Sicché, nell’auspicare un ripensamento di tale orientamento giurisprudenziale, la natura eccezionale ed eccentrica dell’istituto delle stabilizzazioni (rispetto alla regola generale del concorso pubblico) avrebbe dovuto, casomai, condurre, a ritenere che sussista
un’inestricabile connessione con la qualifica funzionale posseduta costituente l’ineludibile titolo di accesso al suo percorso riservato e privilegiato di immissione in ruolo a tempo indeterminato.

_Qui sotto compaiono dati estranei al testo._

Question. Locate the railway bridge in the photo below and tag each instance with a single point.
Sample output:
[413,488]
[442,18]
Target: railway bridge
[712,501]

D’altronde, la fallacia del ragionamento della ordinanza qui commentata, e della sua perentoria affermazione secondo la quale “l’amministrazione” potrebbe “esercitare la sua facoltà di procedere alla copertura a fronte di una rilevata carenza di organico con
riferimento ad altra e diversa posizione professionale”, si coglie ulteriormente ove solo si pensi che siffatta conclusione sembrerebbe addirittura legittimare un inquadramento in ruolo anche in una qualifica superiore a quella posseduta nel periodo di lavoro precario,
con buona pace ancora una volta dell’art. 97 della Costituzione e del presidio invalicabile del concorso pubblico (ovvero di quello interno) anche come forma di progressione in carriera.
Ritornando, quindi, al punto di partenza di queste brevi righe, per quanto il rapporto di lavoro pubblico mantenga un’indubbia distonia rispetto a quello di diritto comune, talvolta si ha davvero la sensazione che le preoccupazioni delle possibili ricadute finanziarie, di talune pronunzie giudiziali, finiscano per travolgere il diritto del lavoro e con esso, anche, e soprattutto i diritti dei lavoratori, come nel caso qui esaminato.